A China encerrou 2025 com um superávit comercial de 1,19 trilhão de dólares, comumente arredondado pelos mercados para 1,2 trilhão de dólares, estabelecendo um novo recorde mundial que nenhuma outra economia jamais alcançou.

De acordo com dados da Administração Geral de Aduanas, as exportações da China aumentaram 6,6% em relação ao mesmo período do ano anterior em termos de dólares americanos em dezembro, muito acima das expectativas do mercado de cerca de 3% e mais rápido que o aumento de 5,9% registrado em novembro.

As importações também surpreenderam positivamente. As importações de dezembro subiram 5,7%, superando as previsões de apenas 0,9% e marcando o maior crescimento desde setembro, quando as importações aumentaram 7,4%, segundo dados da LSEG. No ano completo, as exportações aumentaram 5,5%, as importações permaneceram praticamente estáveis, e a China encerrou 2025 com um superávit comercial cerca de 20% maior do que em 2024.

O comércio China–EUA continua a encolher

O comércio com os Estados Unidos continuou a enfraquecer. Os envios chineses para os EUA caíram 30% em relação ao ano anterior em dezembro, estendendo as perdas pelo nono mês consecutivo, enquanto as importações dos EUA caíram 29% no mesmo período, segundo dados aduaneiros.

Para todo o ano de 2025, as exportações da China para os EUA caíram 20%, enquanto as importações dos EUA diminuíram 14,6%. O porta-voz aduaneiro Lv Daliang comentou que as relações comerciais deveriam permanecer mutuamente benéficas, chamando para diálogo e negociações para resolver disputas e expandir a cooperação.
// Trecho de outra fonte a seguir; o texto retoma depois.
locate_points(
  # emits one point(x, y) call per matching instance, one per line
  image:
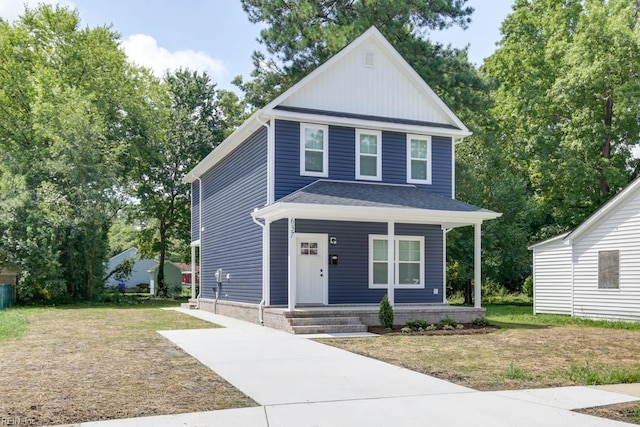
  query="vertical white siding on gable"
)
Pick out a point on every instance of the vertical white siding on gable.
point(552, 278)
point(382, 90)
point(619, 231)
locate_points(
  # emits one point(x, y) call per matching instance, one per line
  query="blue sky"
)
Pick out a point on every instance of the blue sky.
point(216, 36)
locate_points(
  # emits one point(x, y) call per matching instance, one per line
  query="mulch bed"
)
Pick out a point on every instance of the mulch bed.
point(469, 329)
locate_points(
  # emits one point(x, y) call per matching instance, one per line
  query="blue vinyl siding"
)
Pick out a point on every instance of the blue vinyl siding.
point(349, 279)
point(279, 271)
point(232, 189)
point(342, 159)
point(195, 202)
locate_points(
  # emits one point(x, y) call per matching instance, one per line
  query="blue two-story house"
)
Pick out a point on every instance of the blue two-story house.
point(337, 192)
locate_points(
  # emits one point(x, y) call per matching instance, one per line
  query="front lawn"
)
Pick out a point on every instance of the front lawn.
point(80, 363)
point(527, 352)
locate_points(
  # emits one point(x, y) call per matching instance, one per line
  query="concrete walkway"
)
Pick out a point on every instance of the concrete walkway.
point(300, 382)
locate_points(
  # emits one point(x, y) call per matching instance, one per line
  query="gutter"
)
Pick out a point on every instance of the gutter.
point(261, 305)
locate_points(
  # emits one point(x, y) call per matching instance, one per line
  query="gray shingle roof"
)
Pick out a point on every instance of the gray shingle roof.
point(339, 193)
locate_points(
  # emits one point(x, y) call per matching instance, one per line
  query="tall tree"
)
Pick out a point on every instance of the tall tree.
point(188, 128)
point(567, 102)
point(69, 106)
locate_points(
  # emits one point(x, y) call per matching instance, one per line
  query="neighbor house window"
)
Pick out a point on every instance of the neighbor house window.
point(419, 159)
point(368, 155)
point(608, 269)
point(407, 263)
point(314, 150)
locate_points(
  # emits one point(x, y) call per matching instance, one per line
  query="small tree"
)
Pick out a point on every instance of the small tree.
point(385, 315)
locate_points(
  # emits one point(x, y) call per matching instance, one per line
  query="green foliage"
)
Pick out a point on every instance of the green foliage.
point(602, 374)
point(447, 323)
point(527, 286)
point(385, 314)
point(566, 104)
point(70, 113)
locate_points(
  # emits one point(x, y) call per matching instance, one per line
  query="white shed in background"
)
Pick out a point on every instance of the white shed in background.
point(593, 271)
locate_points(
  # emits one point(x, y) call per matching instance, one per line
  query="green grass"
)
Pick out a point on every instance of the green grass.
point(521, 316)
point(14, 322)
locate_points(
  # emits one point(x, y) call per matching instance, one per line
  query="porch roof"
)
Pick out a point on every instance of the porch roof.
point(360, 201)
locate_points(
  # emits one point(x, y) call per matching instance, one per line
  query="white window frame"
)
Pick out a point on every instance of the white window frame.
point(325, 150)
point(411, 180)
point(378, 135)
point(396, 262)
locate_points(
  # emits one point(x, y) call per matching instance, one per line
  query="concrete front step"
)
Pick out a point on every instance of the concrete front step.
point(305, 321)
point(328, 329)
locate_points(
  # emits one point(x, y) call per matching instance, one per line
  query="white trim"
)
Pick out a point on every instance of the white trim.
point(608, 207)
point(271, 162)
point(325, 261)
point(393, 269)
point(374, 33)
point(410, 138)
point(444, 265)
point(453, 168)
point(292, 263)
point(451, 219)
point(477, 265)
point(378, 135)
point(325, 150)
point(367, 124)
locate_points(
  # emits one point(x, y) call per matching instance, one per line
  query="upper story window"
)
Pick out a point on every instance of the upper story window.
point(368, 155)
point(419, 159)
point(314, 150)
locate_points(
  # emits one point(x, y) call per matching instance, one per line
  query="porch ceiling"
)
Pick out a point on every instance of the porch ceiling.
point(374, 202)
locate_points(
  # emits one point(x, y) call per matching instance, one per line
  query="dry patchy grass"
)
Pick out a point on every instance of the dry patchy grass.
point(531, 357)
point(76, 365)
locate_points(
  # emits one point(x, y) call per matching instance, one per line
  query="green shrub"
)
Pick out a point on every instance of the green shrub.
point(447, 321)
point(385, 315)
point(416, 324)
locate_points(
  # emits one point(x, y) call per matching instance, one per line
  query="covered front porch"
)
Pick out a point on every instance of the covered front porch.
point(362, 235)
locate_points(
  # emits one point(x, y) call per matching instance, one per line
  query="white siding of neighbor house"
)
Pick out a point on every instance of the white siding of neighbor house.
point(620, 230)
point(552, 278)
point(383, 90)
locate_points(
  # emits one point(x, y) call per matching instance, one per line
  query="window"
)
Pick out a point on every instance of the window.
point(608, 269)
point(314, 150)
point(419, 159)
point(308, 248)
point(368, 155)
point(408, 261)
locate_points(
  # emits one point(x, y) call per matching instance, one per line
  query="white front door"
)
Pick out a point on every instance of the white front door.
point(311, 270)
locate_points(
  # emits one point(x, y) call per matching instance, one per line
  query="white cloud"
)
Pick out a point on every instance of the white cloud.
point(11, 9)
point(144, 50)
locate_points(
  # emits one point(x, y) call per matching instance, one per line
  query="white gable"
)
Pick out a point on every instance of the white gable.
point(369, 78)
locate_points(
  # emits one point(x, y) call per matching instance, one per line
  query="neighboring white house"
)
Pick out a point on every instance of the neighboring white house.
point(593, 271)
point(139, 272)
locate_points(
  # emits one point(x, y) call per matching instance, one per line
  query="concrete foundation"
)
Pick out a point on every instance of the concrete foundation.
point(279, 317)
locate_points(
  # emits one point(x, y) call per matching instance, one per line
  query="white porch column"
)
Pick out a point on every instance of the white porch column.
point(391, 252)
point(193, 272)
point(477, 265)
point(293, 251)
point(266, 262)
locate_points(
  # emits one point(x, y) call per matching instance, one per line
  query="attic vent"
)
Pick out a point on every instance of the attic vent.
point(368, 59)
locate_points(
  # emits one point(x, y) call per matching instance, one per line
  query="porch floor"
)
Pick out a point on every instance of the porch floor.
point(356, 317)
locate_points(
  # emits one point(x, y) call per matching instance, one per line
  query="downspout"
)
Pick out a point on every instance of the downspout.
point(270, 153)
point(200, 239)
point(261, 305)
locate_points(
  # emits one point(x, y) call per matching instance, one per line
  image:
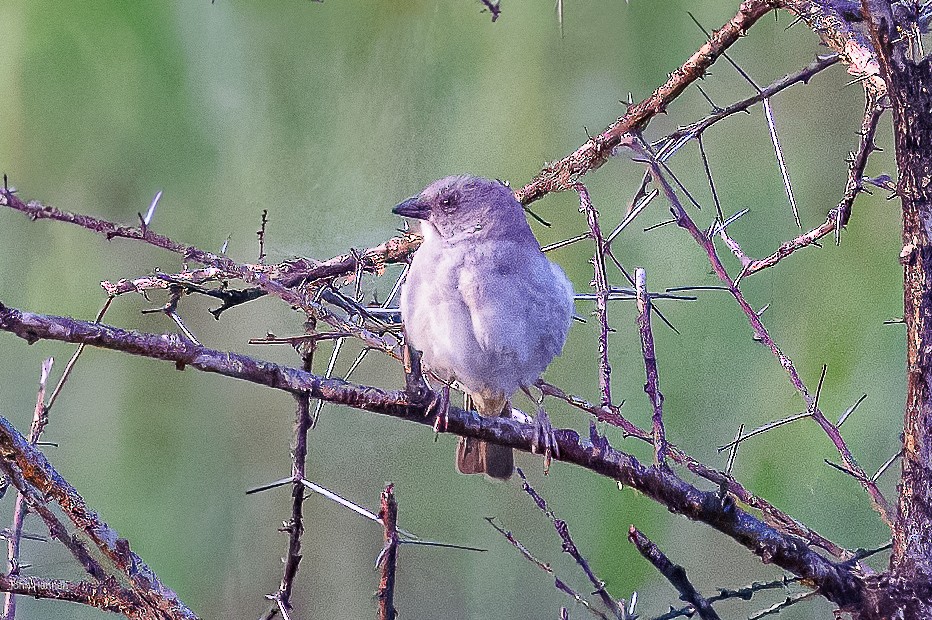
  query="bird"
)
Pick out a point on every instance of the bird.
point(483, 305)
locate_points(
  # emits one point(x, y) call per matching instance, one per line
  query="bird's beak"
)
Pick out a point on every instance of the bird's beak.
point(413, 207)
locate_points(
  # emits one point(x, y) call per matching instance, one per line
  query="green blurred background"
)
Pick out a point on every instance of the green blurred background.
point(327, 115)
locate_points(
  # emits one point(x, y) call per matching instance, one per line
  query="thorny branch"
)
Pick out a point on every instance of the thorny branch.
point(616, 607)
point(39, 421)
point(600, 282)
point(837, 582)
point(685, 221)
point(674, 573)
point(652, 380)
point(294, 527)
point(34, 477)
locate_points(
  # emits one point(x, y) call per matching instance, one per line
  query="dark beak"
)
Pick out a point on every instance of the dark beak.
point(413, 207)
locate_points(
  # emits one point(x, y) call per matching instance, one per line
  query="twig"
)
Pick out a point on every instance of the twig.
point(39, 421)
point(558, 583)
point(778, 607)
point(294, 527)
point(674, 573)
point(744, 593)
point(261, 234)
point(600, 282)
point(495, 8)
point(652, 381)
point(29, 471)
point(106, 595)
point(838, 216)
point(388, 512)
point(616, 607)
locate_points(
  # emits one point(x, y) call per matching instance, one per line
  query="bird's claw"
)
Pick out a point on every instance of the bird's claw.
point(545, 441)
point(415, 386)
point(441, 407)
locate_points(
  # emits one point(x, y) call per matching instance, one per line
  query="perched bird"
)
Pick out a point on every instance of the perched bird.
point(483, 304)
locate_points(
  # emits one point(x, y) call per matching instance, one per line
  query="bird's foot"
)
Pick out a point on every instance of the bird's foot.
point(416, 387)
point(545, 442)
point(441, 408)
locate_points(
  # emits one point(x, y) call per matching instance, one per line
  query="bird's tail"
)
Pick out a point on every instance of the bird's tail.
point(474, 456)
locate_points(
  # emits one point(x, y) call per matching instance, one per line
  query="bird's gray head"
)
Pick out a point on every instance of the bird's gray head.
point(459, 207)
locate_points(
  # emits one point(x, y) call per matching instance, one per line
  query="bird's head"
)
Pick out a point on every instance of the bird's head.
point(459, 207)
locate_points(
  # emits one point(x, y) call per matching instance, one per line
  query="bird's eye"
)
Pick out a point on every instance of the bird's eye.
point(448, 203)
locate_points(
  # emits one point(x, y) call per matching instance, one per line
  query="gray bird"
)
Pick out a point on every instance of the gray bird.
point(483, 304)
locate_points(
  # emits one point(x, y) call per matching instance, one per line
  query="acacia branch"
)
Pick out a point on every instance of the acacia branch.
point(674, 573)
point(878, 501)
point(106, 595)
point(836, 581)
point(38, 481)
point(598, 149)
Europa e Sudeste da Ásia assumem um papel maior

Por outro lado, o comércio com outras regiões permaneceu forte. As exportações para a União Europeia aumentaram 12% em dezembro, enquanto os envios para a Associação de Nações do Sudeste Asiático (ASEAN) subiram 11%. As importações de países europeus aumentaram 18%, enquanto as compras da Ásia Sudeste caíram 5%, mantendo o equilíbrio comercial global firmemente a favor da China.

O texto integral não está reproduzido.